Many years ago, I traveled the country with him to prepare a magazine profile for a special issue on the 50 men and women judged to have had the greatest impact on society during their time on Earth. Everywhere Ali went, he was mobbed; people grabbed at him, people cried out, people attempted to touch his face. In the middle of all this one day, he said to me, almost in a whisper:

"This is the whole world. This is what my whole life is like."

That hasn't changed, although his ability to speak aloud about it has.

The food began to arrive at his table. The people to his right and to his left helped him with his. He demonstrated not the least sliver of self-consciousness; this is part of his life now, and he knows how much he is loved.

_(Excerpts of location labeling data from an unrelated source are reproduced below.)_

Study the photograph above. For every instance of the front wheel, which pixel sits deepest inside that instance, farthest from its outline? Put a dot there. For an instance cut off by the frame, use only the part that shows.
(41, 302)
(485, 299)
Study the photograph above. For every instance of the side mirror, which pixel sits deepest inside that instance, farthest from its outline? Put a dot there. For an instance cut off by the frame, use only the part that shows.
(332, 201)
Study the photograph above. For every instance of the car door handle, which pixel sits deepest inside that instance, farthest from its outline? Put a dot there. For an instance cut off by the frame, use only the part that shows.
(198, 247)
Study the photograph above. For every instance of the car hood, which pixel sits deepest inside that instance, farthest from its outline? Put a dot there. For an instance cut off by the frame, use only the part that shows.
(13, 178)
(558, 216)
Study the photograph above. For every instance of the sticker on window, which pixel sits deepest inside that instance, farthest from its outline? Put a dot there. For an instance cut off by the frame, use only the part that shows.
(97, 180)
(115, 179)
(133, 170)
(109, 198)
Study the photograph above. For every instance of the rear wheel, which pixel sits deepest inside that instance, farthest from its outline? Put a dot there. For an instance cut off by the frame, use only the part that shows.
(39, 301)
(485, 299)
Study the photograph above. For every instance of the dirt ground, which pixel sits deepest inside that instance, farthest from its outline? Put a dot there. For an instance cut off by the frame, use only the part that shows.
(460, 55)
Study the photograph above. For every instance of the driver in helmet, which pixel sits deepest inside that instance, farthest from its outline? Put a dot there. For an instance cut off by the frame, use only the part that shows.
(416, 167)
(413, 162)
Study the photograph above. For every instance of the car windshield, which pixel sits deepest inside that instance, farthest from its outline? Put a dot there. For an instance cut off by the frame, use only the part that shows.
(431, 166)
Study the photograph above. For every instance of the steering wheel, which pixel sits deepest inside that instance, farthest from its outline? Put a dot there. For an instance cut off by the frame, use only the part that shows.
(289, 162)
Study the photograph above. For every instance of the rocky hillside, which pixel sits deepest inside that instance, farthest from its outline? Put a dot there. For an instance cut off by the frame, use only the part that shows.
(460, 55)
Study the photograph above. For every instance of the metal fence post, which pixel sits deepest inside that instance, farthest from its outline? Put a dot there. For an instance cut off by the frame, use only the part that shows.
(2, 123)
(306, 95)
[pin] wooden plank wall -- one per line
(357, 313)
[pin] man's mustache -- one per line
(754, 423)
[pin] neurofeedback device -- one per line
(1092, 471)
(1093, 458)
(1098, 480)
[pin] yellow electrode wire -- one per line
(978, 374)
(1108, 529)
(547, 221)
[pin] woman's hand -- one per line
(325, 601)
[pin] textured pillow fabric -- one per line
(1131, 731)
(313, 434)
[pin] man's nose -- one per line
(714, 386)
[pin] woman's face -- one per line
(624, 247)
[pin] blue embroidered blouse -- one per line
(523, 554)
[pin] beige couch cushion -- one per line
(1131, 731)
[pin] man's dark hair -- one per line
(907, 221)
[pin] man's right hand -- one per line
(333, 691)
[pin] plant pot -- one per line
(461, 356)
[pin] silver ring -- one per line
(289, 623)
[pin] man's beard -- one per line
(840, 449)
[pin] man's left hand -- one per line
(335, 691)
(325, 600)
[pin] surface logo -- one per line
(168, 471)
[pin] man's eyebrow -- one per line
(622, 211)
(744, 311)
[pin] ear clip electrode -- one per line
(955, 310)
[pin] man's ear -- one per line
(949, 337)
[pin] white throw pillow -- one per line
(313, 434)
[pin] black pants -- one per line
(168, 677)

He handed something to a man named Cleve Walker, who has been his friend for 50 years.

It was a drawing that a young girl had brought over to him earlier. She had made a picture of a butterfly and had presented it to him.

Now Ali gave it to Walker, who took it across the restaurant to where the child was sitting with her family. Ali had signed his name to it. Walker handed it to the little girl. Her face lit up.

Outside the restaurant, on Walton Street, a group of young men walked by, wearing officially licensed jerseys bearing the names and uniform numbers of their favorite current-day sports stars. One of the young men glanced through the windowpane but did not register that the man at whom he was looking was Ali.

Ali studied the tablecloth, and a birthday cake arrived, and the others at the table began to sing in the direction of one woman among them:

"Happy birthday to you, happy birthday to you ..."

Ali did not sing nor did he look up. But then the others reached the penultimate line of the song:

"Happy birthday, dear Marilyn ..."

And with that Ali lifted his head and gazed directly at her, right into her eyes, and smiled the most luminous smile toward her.

"... happy birthday to you."

Soon they rose to depart. Some in the restaurant, now more crowded, applauded. Ali did not react.

And then he was out on the street and in a moment out of sight. Around the next corner, although they did not yet know it, people would soon be stopping in their tracks. He may be the only one who remembers his life when it was any other way.

The opinions expressed in this commentary are solely those of Bob Greene.